Dan pengalaman pertama itu akhirnya
hadir. Saat mulutku mengkulum batangan gede panjang milik Pak Parno itu,
aku rasakan kembali ada kedutan besar dan kuat. Kedutan itu kemudian
disusul dengan kedutan-kedutan berikutnya. Kalau yang aku rasakan di
motel tadi kedutan-kedutan kontol Pak Parno dalam lubang vaginaku,
sekarang hal itu aku rasakan di rongga mulutku. Kontol Pak Parno
memuntahkan laharnya. Cairan, atau tepatnya lendir yang hangat panas
nyemprot langit-langit rongga mulutku. Sperma Pak Parno tumpah memenuhi
mulutku. Entah berapa kali kedutan tadi. Tetapi sperma dalam mulutku ini
nggak sempat aku telan seluruhnya karena saking banyaknya.
Sperma Pak Parno berleleran di pipiku,
daguku, bahkan juga ke kening dan rambut panjangku. Kontol Pak Parno
masih berkedut-kedut saat kukeluarkan dari mulutku. Dan aku raih kembali
untuk kuurut-urut agar semua sperma yang tersisa bisa terkuras keluar.
Mulutku langsung menyedotinya. Sekali lagi, pengalaman pertama nyeleweng
ini benar-benar memberiku daftar panjang hal-hal baru yang sangat
sensasional bagiku. Dan aku makin merasa pasti, hal-hal itu nggak
mungkin aku dapatkan dari Mas Adit, suamiku tercinta.
Sesuai rencana, aku diturunkan di Pasar
Senen oleh Pak Parno. Sungguh aku keberatan untuk perpisahan ini.

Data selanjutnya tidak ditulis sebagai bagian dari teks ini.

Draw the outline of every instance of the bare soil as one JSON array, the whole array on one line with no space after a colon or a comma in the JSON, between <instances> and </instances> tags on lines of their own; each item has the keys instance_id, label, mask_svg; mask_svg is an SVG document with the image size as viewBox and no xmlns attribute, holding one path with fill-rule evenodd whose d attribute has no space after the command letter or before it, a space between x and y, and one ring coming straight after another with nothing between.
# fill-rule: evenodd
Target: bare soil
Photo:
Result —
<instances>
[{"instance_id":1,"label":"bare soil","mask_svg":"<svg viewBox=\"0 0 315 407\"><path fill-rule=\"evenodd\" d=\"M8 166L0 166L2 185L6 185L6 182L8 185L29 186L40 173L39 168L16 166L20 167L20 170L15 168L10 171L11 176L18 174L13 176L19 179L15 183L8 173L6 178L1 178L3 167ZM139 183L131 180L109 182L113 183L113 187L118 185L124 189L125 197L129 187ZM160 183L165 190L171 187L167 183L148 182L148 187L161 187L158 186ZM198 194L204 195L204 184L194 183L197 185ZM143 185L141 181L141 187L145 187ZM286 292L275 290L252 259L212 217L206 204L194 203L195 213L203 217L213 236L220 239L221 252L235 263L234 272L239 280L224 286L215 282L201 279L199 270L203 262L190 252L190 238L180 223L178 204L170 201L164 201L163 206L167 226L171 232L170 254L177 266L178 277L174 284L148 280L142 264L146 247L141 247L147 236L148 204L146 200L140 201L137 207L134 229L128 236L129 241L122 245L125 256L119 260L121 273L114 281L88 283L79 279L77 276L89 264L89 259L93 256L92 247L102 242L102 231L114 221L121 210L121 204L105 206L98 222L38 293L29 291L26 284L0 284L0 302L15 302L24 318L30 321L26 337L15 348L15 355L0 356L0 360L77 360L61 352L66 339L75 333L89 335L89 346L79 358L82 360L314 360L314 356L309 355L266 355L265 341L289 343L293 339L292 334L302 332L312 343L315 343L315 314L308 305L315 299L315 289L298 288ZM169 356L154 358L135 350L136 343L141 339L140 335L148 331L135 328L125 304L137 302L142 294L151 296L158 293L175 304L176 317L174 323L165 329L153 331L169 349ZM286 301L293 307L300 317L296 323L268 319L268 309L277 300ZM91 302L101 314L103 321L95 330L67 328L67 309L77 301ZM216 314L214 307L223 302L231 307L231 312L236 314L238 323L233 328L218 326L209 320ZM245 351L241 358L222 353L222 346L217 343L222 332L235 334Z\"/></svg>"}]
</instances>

Kugenggam tangannya erat-erat, untuk menunjukkan betapa besarnya arti
Pak Parno bagiku. Aku berjalan dengan gontai saat menuju toko kertas
dekorasi itu.
Saat aku turun dari taksi sesampai di
rumah, Mbak Surti nampak cemberut. Aku biarkan. Pada temen yang lain aku
bilang banyak bahan yang aku cari stoknya habis sehingga aku menunggu
cukup lama. Di ujung jalan sana kulihat mobil Kijang Pak Parno. Mungkin
sudah lama lebih dahulu nyampai di kompleks. Orang-orang pemasang tenda
dan pengatur sound system sudah mulai melaksanakan tugasnya. 2 jam lagi
acara akan dimulai.
Aku pamit pulang sebentar, untuk
menengok rumah. Mas Adit belum pulang. Aku mandi lagi sambil mengenang
peristiwa indah yang kualami sekitar 2,5 jam yang lalu. Saat sabunku
menyentuh kemaluanku, masih tersisa rasa pedih pada bibirnya. Mungkin
jembut Pak Parno tersangkut saat kontolnya keluar masuk menembus
memekku. Dan itu biasanya menimbulkan luka kecil yang terasa pedih pada
bibir vaginaku saat terkena sabun seperti ini.